The main purpose of this paper is to identify Korean mothers' enthusiasm for the education of
their children. The data are based on interviews carried out in Seoul, South Korea. The sample is
composed of twenty-three, middle-class Korean mothers who have one or more children aged between
13-18 years. Twelve out of the sample are housewives and other eleven have paid jobs. The
questionnaire is designed to find out the hidden meanings behind mothers' enthusiasm for the almost
blind investment in the education of their children by checking the priority given by them to the
success of their children on the basis of individual, family, and social variants of the interviewees.
The interviews have been analysed for the frequency of various subjects mentioned in the course of
the dialogue, and the results are as follows.

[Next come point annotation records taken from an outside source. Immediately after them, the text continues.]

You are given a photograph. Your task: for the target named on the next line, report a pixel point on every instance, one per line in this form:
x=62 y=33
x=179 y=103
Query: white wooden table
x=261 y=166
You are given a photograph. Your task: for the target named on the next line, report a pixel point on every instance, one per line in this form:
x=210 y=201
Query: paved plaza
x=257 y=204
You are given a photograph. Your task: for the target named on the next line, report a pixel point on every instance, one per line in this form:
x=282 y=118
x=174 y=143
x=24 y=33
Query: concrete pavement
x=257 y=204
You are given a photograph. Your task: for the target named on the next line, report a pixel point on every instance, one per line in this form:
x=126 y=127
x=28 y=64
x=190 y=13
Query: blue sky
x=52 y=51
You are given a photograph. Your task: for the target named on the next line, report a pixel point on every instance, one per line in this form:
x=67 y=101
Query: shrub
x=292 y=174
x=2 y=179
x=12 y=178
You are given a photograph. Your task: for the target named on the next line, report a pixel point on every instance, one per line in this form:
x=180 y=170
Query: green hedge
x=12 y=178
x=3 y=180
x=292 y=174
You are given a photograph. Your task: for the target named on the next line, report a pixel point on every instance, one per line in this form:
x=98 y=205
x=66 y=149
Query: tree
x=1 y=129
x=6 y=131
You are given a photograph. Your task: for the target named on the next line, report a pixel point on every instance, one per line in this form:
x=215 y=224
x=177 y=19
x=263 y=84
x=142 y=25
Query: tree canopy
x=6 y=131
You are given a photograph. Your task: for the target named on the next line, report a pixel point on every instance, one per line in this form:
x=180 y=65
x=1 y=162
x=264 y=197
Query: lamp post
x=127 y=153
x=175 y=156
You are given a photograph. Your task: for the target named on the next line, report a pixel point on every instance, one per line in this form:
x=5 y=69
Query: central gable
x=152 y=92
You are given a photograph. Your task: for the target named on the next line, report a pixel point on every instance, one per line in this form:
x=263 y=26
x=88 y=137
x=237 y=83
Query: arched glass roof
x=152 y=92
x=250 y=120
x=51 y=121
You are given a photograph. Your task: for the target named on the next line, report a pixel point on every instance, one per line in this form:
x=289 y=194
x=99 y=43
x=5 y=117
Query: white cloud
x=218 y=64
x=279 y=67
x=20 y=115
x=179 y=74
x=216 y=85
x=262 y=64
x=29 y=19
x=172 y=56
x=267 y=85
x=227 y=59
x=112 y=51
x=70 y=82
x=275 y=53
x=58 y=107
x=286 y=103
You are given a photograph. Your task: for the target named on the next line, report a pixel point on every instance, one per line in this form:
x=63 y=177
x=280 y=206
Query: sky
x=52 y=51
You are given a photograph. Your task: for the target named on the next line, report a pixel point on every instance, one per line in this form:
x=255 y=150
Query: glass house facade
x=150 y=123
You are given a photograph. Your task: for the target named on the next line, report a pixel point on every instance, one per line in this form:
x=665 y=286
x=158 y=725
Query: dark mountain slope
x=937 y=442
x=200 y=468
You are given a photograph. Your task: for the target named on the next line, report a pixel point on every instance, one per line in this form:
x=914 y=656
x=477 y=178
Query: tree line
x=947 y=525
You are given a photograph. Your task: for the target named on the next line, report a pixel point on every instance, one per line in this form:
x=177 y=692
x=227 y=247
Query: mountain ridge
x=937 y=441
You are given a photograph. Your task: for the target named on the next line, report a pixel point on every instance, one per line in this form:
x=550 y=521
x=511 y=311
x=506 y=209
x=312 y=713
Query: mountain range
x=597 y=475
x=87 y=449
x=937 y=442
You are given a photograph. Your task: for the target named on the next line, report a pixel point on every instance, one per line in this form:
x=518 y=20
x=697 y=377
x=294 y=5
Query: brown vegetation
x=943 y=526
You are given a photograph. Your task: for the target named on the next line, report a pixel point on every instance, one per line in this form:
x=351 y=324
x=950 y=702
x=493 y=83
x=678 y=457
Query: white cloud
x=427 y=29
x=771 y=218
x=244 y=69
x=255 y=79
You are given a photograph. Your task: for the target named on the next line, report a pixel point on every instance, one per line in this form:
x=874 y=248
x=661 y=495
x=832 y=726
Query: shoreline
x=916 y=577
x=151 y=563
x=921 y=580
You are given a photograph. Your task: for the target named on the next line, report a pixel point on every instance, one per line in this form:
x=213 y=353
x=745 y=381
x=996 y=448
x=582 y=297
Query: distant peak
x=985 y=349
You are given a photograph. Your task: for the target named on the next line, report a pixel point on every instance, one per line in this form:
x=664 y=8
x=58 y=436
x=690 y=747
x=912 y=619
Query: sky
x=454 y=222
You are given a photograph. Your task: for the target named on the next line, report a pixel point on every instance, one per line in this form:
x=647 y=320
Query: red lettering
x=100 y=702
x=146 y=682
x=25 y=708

The educational success of their child is one of the most important tasks in a mother's life,
regardless whether she has a job or not. However, there are some differences according to the
personal and social status of the mother. In the case of housewives, the child's education is used as
a powerful tool to overcome their own identity crisis at a time when the role and status of women
are changing. For those working mothers, even though their child's education is important, it becomes
a double sense of responsibility that can sometimes conflict with their career-based identities.
In brief, the enthusiasm for the education of their child is a strategy of Korean mothers to secure
an individual and a social position for themselves as capable mothers and a way of responding to
the expectation of others on the future success of their child.